Subduralhämatom verkannt: Keine CT in der Notaufnahme

Mein Opa wurde mit einer Notfalleinweisung seiner langjährigen Hausärztin in die Notaufnahme gebracht. Auf der Einweisung stand deutlich: seit einigen Tagen neu aufgetretene Gangunsicherheit, Wortfindungsstörungen und kognitiver Abbau – mit dem Verdacht auf einen hirnorganischen Prozess.

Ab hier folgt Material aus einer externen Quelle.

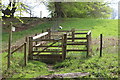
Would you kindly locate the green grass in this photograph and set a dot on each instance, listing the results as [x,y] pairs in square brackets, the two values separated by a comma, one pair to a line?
[97,26]
[17,69]
[106,66]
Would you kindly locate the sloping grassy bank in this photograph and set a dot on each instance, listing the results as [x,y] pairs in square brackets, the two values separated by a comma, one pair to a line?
[106,66]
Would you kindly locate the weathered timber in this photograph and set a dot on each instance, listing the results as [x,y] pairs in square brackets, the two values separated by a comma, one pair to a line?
[64,44]
[45,51]
[75,50]
[83,38]
[48,46]
[101,36]
[78,43]
[80,33]
[25,54]
[65,75]
[30,48]
[40,35]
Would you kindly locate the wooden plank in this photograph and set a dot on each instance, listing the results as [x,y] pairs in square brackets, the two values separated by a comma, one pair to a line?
[25,55]
[80,33]
[40,35]
[49,33]
[89,32]
[64,45]
[48,55]
[30,48]
[9,46]
[101,45]
[78,43]
[36,43]
[83,38]
[63,31]
[82,29]
[17,48]
[65,75]
[48,46]
[75,50]
[46,51]
[46,40]
[87,45]
[73,35]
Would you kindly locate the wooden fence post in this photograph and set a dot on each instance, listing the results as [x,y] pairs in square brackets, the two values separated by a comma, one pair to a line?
[87,45]
[49,33]
[30,48]
[64,44]
[73,34]
[101,45]
[9,45]
[36,44]
[25,55]
[42,31]
[90,42]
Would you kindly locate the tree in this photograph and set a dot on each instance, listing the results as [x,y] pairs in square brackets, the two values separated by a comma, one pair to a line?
[80,9]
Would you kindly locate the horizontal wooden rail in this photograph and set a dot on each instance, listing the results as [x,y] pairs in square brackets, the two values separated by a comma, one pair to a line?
[80,33]
[89,32]
[45,51]
[80,43]
[82,29]
[77,38]
[49,55]
[17,48]
[46,40]
[75,50]
[47,46]
[64,31]
[40,35]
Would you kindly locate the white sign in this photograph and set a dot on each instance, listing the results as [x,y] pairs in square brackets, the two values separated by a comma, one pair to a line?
[13,28]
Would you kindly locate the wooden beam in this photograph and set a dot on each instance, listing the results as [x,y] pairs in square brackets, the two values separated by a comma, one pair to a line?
[40,35]
[101,36]
[75,50]
[64,46]
[80,33]
[46,51]
[48,46]
[78,43]
[83,38]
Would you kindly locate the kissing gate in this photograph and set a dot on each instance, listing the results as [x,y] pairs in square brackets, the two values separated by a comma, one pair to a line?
[53,45]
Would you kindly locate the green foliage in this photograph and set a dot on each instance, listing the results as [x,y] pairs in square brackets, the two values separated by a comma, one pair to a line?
[83,9]
[106,66]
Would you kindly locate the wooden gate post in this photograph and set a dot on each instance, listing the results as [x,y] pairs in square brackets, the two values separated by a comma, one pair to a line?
[90,42]
[73,34]
[36,44]
[49,33]
[64,46]
[25,54]
[30,48]
[9,45]
[101,45]
[87,45]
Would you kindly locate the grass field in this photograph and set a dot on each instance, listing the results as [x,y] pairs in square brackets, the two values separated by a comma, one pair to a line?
[106,66]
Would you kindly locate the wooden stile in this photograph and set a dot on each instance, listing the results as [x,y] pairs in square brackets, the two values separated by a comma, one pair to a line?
[101,45]
[64,43]
[30,48]
[73,34]
[25,54]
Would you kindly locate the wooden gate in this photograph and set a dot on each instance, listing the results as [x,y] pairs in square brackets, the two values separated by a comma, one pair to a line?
[43,42]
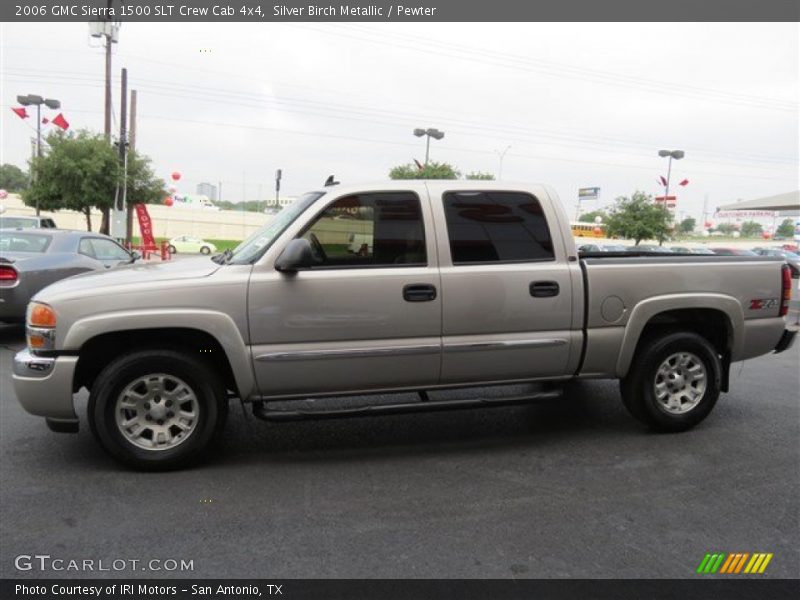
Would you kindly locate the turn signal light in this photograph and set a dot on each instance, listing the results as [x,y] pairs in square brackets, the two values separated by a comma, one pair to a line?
[41,315]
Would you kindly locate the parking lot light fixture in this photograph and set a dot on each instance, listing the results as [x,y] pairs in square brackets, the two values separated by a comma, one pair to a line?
[429,133]
[34,99]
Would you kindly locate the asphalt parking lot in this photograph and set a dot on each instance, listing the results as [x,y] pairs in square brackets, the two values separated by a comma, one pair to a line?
[572,488]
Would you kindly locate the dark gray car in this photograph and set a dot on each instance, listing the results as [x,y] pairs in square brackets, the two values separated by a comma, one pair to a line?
[32,259]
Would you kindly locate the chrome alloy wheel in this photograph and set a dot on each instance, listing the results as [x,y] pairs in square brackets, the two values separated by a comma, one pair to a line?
[157,412]
[680,383]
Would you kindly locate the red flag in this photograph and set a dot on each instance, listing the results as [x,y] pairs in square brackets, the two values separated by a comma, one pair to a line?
[60,121]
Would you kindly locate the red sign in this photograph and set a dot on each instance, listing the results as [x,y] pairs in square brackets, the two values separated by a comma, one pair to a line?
[145,226]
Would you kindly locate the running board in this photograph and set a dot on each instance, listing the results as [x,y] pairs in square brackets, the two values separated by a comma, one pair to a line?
[261,411]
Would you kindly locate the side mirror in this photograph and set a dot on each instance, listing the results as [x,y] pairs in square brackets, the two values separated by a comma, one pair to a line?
[297,256]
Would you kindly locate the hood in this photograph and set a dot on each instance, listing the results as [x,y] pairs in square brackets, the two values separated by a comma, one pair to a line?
[136,273]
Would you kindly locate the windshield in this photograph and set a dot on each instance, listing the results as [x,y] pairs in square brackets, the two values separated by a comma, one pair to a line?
[254,246]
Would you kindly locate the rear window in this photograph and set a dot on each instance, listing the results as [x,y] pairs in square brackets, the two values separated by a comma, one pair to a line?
[13,241]
[487,227]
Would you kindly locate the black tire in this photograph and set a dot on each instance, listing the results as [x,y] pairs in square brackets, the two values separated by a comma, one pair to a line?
[211,408]
[638,387]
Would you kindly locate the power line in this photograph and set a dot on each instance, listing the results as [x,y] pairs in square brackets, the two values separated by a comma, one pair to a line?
[365,114]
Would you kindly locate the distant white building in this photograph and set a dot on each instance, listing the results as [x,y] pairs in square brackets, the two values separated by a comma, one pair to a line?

Trotzdem wurde er am selben Tag ohne Bildgebung entlassen.
Es wurde keine CT gemacht. Es gab keine Rücksprache mit mir oder der Ärztin. Stattdessen wurde von „Demenz“ gesprochen – ohne die Ursachen genauer zu untersuchen.

Er war allein – und dennoch vertraute man auf seine Selbstauskünfte. Das ist für mich bis heute unverständlich.

Drei Wochen später lag mein Opa im Koma.
Ein CT zeigte ein chronisches Subduralhämatom, das laut Gutachten schon zum Zeitpunkt der Erstvorstellung bestanden hatte.
Er musste notoperiert werden, erlitt Komplikationen und lebt heute mit bleibenden Schäden (Pflegegrad 4).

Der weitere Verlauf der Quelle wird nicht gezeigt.